March 1988
The Deadly Equation
I have been a reader of the NOR for 10 years. In that decade there have been some changes of emphasis. One such shift I became aware of at first vaguely — namely, that there was an increasing amount of commentary on economic matters, and more and more reference to the Catholic Church’s preferential option for the poor. I wasn’t pleased: economics is a bore. I wanted more articles on the petulant theologians who are defying the teaching authority of the Church.
Still, that “preferential option” is also from the teaching authority.
A letter from a friend recently told me that he was not going to renew his NOR subscription. He said that no journal that played with fire (socialism) could escape being burnt (putting socialism ahead of God). My friend is a thoughtful, published, Catholic writer.
There are two things my friend doesn’t see — or didn’t till I told him. One is the deadly equation that almost everyone makes: orthodox faith equals right-wing politics. And the converse: left-wing politics equals heterodoxy. It’s easy to see why. The Protestant fundamentalists, who are, so to speak, orthodox-plus, wrap themselves in the American flag and damn those who would give away the Panama Canal. Or consider the Catholic newspapers: The Wanderer is firmly orthodox but is also (I’m told) very right-wing politically, while the National Catholic Reporter is not only vigorously left-wing in its politics but heterodox — indeed on the edge of heresy, if not over the edge.
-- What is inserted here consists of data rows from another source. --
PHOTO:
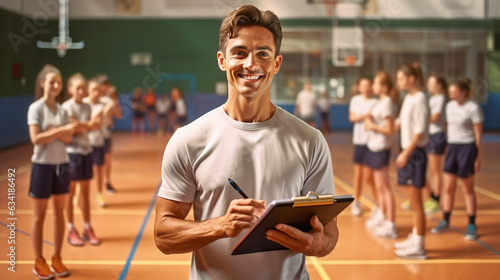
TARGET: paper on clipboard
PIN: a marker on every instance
(296, 212)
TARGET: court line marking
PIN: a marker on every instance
(319, 261)
(138, 237)
(19, 170)
(319, 268)
(26, 233)
(487, 192)
(348, 188)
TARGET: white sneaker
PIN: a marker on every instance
(386, 230)
(405, 243)
(356, 209)
(414, 251)
(375, 220)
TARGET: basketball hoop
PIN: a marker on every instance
(350, 60)
(62, 46)
(330, 6)
(61, 49)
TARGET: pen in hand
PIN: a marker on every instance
(237, 188)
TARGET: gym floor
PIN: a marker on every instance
(125, 225)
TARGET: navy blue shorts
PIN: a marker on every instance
(413, 173)
(80, 167)
(378, 160)
(360, 152)
(437, 144)
(460, 159)
(47, 179)
(98, 156)
(107, 145)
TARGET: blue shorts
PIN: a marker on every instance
(98, 156)
(378, 160)
(107, 145)
(360, 152)
(47, 179)
(437, 144)
(460, 159)
(80, 167)
(413, 173)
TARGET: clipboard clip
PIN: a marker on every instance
(312, 199)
Are these equations intrinsically true? Is there some ineluctable correspondence between, on the one hand, orthodoxy and loyalty to the Magisterium and, on the other hand, right-wing politics and big business? If there is, it totally escapes me. I therefore say that there is no such correspondence. I see no slightest reason why a labor unionist or a non-Communist socialist shouldn’t also be a faithful Catholic, or any reason why the conservative head of a corporation shouldn’t also be a secularist. But if these equations exist in the popular mind — and they do — left-wingers will tend to shun Christianity, and the Church will come to be “The Right-Wing at Worship.” That we must not allow to happen.
The second thing my friend doesn’t understand is what the NOR is trying bravely, riskily, to do. The risk is demonstrated by my friend who is ending his subscription (unless I persuaded him to think again): the risk of losing subscribers. And what is the NOR trying to do? It is trying to show that one can be uncompromisingly orthodox and loyal to the Magisterium while being leftish in politics and economics. This, after all, is precisely what Pope John Paul II (blessed be his name!) is.
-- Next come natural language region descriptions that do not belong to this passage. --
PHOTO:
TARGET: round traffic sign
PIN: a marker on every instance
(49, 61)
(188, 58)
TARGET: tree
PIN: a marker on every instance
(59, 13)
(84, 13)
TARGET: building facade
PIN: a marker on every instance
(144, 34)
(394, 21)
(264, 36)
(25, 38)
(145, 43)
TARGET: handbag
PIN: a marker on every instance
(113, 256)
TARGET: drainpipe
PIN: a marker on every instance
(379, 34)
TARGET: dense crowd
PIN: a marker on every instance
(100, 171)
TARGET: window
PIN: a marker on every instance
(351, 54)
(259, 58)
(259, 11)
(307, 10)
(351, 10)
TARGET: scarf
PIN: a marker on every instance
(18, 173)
I do not want the Catholic Church in America to be crippled by having that deadly equation thought to be true. That is why, whether or not I enjoy what the NOR is doing, I shall support the effort, and keep thinking about it. I ask other NOR readers to do the same.
Sheldon Vanauken
Lynchburg, Virginia
The Religious Right
I have enjoyed reading the NOR almost as long as it has been publishing. It has been and remains one of my favorite periodicals. I am, however, troubled by its “anti-religious right” aspect.
My own conversion to Catholicism, via evangelicalism and Anglo-Catholicism, has left me with a settled conviction that only Roman Catholicism, in its richest and fullest form, has the capacity to overcome modernism and secularism. Nevertheless, the nuanced contempt which the NOR routinely expresses toward the “religious right” is unbecoming. While there may be an erstwhile lack of sophistication, philosophical rootage, or affective balance on the religious right, it has done much, at least on a political level, to interrupt the cor-rosive agenda of the modernists and secularists. For this we should be heartily grateful.
Reading the lives and less time-bound counsel of the saints leads one to the conclusion that there is a better way to handle the religious right. Let’s affirm and be thankful for our areas of agreement with other sincere Christians, including fundamentalists, demonstrating by our lives the fullness and unity of the faith. Let us be lights and models that draw others into our catholic vision by our sacrifice and prayer and balance. And let us be thankful for any sign of faith or virtue we find in the public witness of believers of whatever stripe.